Morning Edition · Thursday, June 4, 2026
Washington Proposes Forced-Labor Tariffs on 60 Economies, Reviving a Broad Duty Regime
The plan would add 10 to 12.5 percent duties on most major trading partners, and Brazil's president says the United States, not Brazil, is the one running a surplus.

The Office of the United States Trade Representative (USTR) proposed additional tariffs of 10 to 12.5 percent on goods from 60 economies, accusing them of failing to ban or enforce a prohibition on imports made with forced labor. The action, taken under Section 301 of the Trade Act of 1974, reaches most of the United States' largest trading partners, including China, Japan, India, South Korea, Brazil, Switzerland and the 27 members of the European Union.
Economies with partial bans would face a 10 percent duty, and those without effective enforcement would face 12.5 percent, according to the USTR determination. China, Japan, India, South Korea, Brazil and Switzerland are set for the higher rate, while Canada, Mexico, Taiwan and the United Kingdom would face 10 percent.

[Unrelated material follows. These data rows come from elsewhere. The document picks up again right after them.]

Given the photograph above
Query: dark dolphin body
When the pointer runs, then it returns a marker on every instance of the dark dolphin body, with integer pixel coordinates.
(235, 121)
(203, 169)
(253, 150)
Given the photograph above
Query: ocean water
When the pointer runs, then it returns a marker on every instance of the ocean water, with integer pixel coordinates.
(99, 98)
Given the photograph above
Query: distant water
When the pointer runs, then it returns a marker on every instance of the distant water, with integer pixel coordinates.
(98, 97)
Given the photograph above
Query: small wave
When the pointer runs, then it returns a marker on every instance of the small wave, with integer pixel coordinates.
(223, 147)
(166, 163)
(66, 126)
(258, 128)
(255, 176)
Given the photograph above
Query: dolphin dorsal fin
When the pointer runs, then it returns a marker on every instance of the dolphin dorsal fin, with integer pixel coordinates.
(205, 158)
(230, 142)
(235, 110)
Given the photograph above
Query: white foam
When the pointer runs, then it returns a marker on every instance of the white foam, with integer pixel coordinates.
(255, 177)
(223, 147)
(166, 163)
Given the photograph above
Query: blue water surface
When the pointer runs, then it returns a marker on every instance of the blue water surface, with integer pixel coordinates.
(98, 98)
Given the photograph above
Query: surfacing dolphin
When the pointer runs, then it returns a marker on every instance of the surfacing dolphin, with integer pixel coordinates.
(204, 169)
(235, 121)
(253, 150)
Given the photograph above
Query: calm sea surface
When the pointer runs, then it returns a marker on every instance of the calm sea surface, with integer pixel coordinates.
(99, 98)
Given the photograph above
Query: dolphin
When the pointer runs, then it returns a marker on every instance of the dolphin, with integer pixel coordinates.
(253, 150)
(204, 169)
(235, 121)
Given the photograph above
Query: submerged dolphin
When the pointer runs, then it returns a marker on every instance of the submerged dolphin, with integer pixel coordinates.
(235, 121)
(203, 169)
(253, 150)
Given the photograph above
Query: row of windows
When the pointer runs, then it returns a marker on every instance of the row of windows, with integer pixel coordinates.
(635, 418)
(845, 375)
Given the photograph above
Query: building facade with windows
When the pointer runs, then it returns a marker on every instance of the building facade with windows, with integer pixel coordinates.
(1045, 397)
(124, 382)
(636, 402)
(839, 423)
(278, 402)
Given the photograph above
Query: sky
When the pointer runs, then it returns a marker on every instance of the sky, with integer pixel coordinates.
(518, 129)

The agency said it would exempt energy, rare earths, certain metals, pharmaceuticals, beef, coffee and aircraft parts, and would take public comments through July 6 ahead of a July 7 hearing.
Brazilian President Luiz Inácio Lula da Silva rejected the premise outright, arguing that Washington runs a trade surplus with Brazil, not the other way around, and that by the United States' own logic Brazil would be the party entitled to impose duties.
In terms of monetary policy, the proposal is another step toward rebuilding a broad set of tariffs after an earlier set was struck down in court. It adds a tax on imported goods that producers and households ultimately pay. Duties this broad tend to raise input costs across supply chains and reinforce the same price pressures that central banks say they are trying to reduce, even as the stated justification shifts from trade balances to labor standards.
- If true, who benefits
The Trump administration, which gains a legally durable justification for broad tariffs after courts struck down an earlier regime, repackaging trade leverage as a labor-standards enforcement action.
- The nuance
The forced-labor rationale is genuine on paper, yet the United States runs a goods surplus with Brazil, which undercuts the trade-imbalance logic and supports Lula's point that the stated motive and the economic motive diverge.
An open-source-intelligence read of how likely this story is true with its real nuance, not a judgment of any outlet. It assesses the claim, weighing independent and adversarial reporting.
What this means
A tariff system covering 60 economies would affect a large share of United States imports and raise consumer and producer prices, complicating the outlook for inflation and interest rates. It also invites retaliation and accelerates efforts by exporting nations to redirect trade away from the United States.
What to watch
- The final tariff list and rates after the July 7 hearing and the July 6 comment deadline.
- Retaliatory measures or World Trade Organization complaints from China, the European Union and Brazil.
- Whether exempted categories such as rare earths and pharmaceuticals are narrowed or expanded.
Observations to monitor, not financial advice.